The study – the largest ever conducted into doping in the game – collected 4,195 urine samples from 879 players at the European Championships, Champions League matches, and players in top-tier leagues in England, Spain, Italy and Germany between 2008-2013. Of those tested, 68 players (7.7%) recorded levels which would trigger an investigation under newly-introduced Uefa rules.
None of the players will be investigated because the tests were taken anonymously. However, former Southampton striker and England international Graeme Le Saux, now a Football Regulatory Authority board member, said the results were eye-opening. He told the Sunday Times: "It's a problem that the whole of Europe is going to have to work together to tackle."
After being given the findings by the Sunday Times and the German broadcaster ARD/WDR Professor Julien Baker from the University of the West of Scotland, said the results suggested football has a significant problem. Baker, who has investigated steroid misuse for 20 years, said: "If the findings are accurate then this sheds light on previously untold levels of suspected cheating in Europe's top competitions."
Uefa said other factors, including alcohol, might explain the results.
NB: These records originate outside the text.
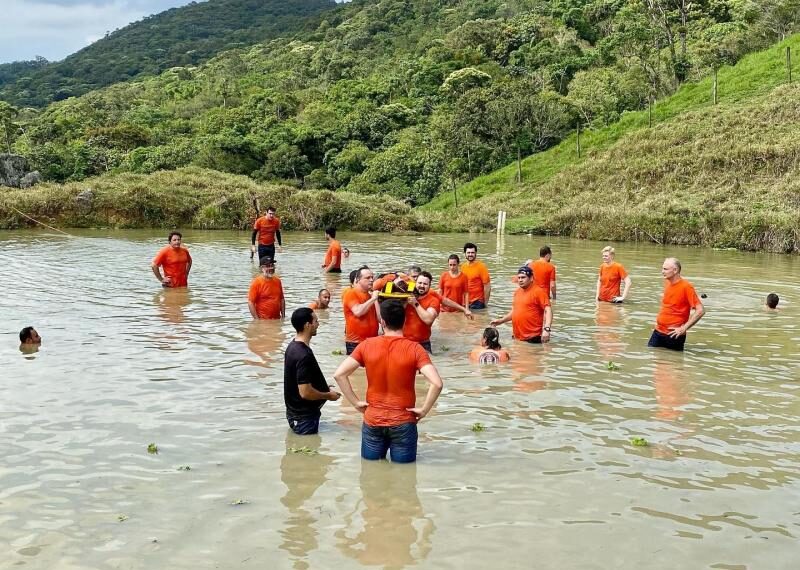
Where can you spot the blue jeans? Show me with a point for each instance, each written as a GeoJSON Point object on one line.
{"type": "Point", "coordinates": [308, 426]}
{"type": "Point", "coordinates": [661, 340]}
{"type": "Point", "coordinates": [400, 441]}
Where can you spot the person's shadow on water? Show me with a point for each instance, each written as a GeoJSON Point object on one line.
{"type": "Point", "coordinates": [394, 532]}
{"type": "Point", "coordinates": [303, 471]}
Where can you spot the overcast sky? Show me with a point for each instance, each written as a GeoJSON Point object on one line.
{"type": "Point", "coordinates": [56, 28]}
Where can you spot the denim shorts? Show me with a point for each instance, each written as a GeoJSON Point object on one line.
{"type": "Point", "coordinates": [307, 426]}
{"type": "Point", "coordinates": [400, 441]}
{"type": "Point", "coordinates": [661, 340]}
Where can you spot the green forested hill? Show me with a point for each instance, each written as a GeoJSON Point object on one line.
{"type": "Point", "coordinates": [177, 37]}
{"type": "Point", "coordinates": [404, 98]}
{"type": "Point", "coordinates": [722, 175]}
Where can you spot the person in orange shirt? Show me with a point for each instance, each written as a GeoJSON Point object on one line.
{"type": "Point", "coordinates": [421, 312]}
{"type": "Point", "coordinates": [479, 286]}
{"type": "Point", "coordinates": [681, 308]}
{"type": "Point", "coordinates": [530, 314]}
{"type": "Point", "coordinates": [544, 272]}
{"type": "Point", "coordinates": [360, 311]}
{"type": "Point", "coordinates": [390, 409]}
{"type": "Point", "coordinates": [267, 229]}
{"type": "Point", "coordinates": [322, 302]}
{"type": "Point", "coordinates": [333, 256]}
{"type": "Point", "coordinates": [176, 262]}
{"type": "Point", "coordinates": [265, 298]}
{"type": "Point", "coordinates": [612, 275]}
{"type": "Point", "coordinates": [453, 284]}
{"type": "Point", "coordinates": [490, 351]}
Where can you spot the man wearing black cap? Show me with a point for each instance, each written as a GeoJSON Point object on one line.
{"type": "Point", "coordinates": [265, 298]}
{"type": "Point", "coordinates": [530, 314]}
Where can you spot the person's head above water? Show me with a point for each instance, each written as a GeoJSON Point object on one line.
{"type": "Point", "coordinates": [28, 335]}
{"type": "Point", "coordinates": [491, 338]}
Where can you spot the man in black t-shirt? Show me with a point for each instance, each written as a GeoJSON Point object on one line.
{"type": "Point", "coordinates": [304, 386]}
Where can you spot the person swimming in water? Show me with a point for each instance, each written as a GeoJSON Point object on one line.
{"type": "Point", "coordinates": [490, 351]}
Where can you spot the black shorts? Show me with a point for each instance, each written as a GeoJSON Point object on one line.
{"type": "Point", "coordinates": [661, 340]}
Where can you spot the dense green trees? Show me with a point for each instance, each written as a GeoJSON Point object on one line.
{"type": "Point", "coordinates": [401, 97]}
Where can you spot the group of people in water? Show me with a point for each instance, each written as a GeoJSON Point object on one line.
{"type": "Point", "coordinates": [388, 320]}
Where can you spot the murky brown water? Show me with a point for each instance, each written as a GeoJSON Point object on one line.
{"type": "Point", "coordinates": [552, 482]}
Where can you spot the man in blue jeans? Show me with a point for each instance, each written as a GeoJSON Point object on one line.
{"type": "Point", "coordinates": [305, 389]}
{"type": "Point", "coordinates": [390, 411]}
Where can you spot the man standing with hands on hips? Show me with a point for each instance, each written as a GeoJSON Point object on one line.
{"type": "Point", "coordinates": [530, 314]}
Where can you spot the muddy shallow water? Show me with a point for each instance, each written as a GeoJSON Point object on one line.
{"type": "Point", "coordinates": [551, 482]}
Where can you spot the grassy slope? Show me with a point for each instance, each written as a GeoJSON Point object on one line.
{"type": "Point", "coordinates": [714, 175]}
{"type": "Point", "coordinates": [194, 197]}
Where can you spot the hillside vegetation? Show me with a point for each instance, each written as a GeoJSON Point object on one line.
{"type": "Point", "coordinates": [178, 37]}
{"type": "Point", "coordinates": [400, 98]}
{"type": "Point", "coordinates": [725, 175]}
{"type": "Point", "coordinates": [196, 198]}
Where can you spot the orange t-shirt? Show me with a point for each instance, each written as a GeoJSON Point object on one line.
{"type": "Point", "coordinates": [266, 230]}
{"type": "Point", "coordinates": [266, 295]}
{"type": "Point", "coordinates": [611, 275]}
{"type": "Point", "coordinates": [174, 262]}
{"type": "Point", "coordinates": [676, 305]}
{"type": "Point", "coordinates": [453, 288]}
{"type": "Point", "coordinates": [414, 328]}
{"type": "Point", "coordinates": [391, 363]}
{"type": "Point", "coordinates": [477, 276]}
{"type": "Point", "coordinates": [543, 273]}
{"type": "Point", "coordinates": [357, 329]}
{"type": "Point", "coordinates": [527, 312]}
{"type": "Point", "coordinates": [483, 355]}
{"type": "Point", "coordinates": [334, 250]}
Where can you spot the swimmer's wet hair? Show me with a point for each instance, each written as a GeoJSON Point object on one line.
{"type": "Point", "coordinates": [492, 336]}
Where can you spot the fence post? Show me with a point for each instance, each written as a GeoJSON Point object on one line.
{"type": "Point", "coordinates": [714, 88]}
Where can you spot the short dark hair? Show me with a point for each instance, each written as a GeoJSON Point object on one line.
{"type": "Point", "coordinates": [301, 317]}
{"type": "Point", "coordinates": [25, 334]}
{"type": "Point", "coordinates": [393, 313]}
{"type": "Point", "coordinates": [492, 336]}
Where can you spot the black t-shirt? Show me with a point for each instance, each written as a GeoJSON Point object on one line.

In a statement Uefa said: "This study does not present any scientific evidence of potential doping in football especially due to the presence of confounding factors, the lack of standardisation procedures among the 12 laboratories and the quantification of steroid profiles when the samples were collected."
The statement continued: "Uefa has had a very thorough anti-doping programme for many years with over 2,000 tests a year and only two occurrence of positive tests, both for recreational drugs, which proves that doping in football is extremely rare. Uefa has now implemented a new steroid profiling programme which has come into operation at the start of the 2015/16 season."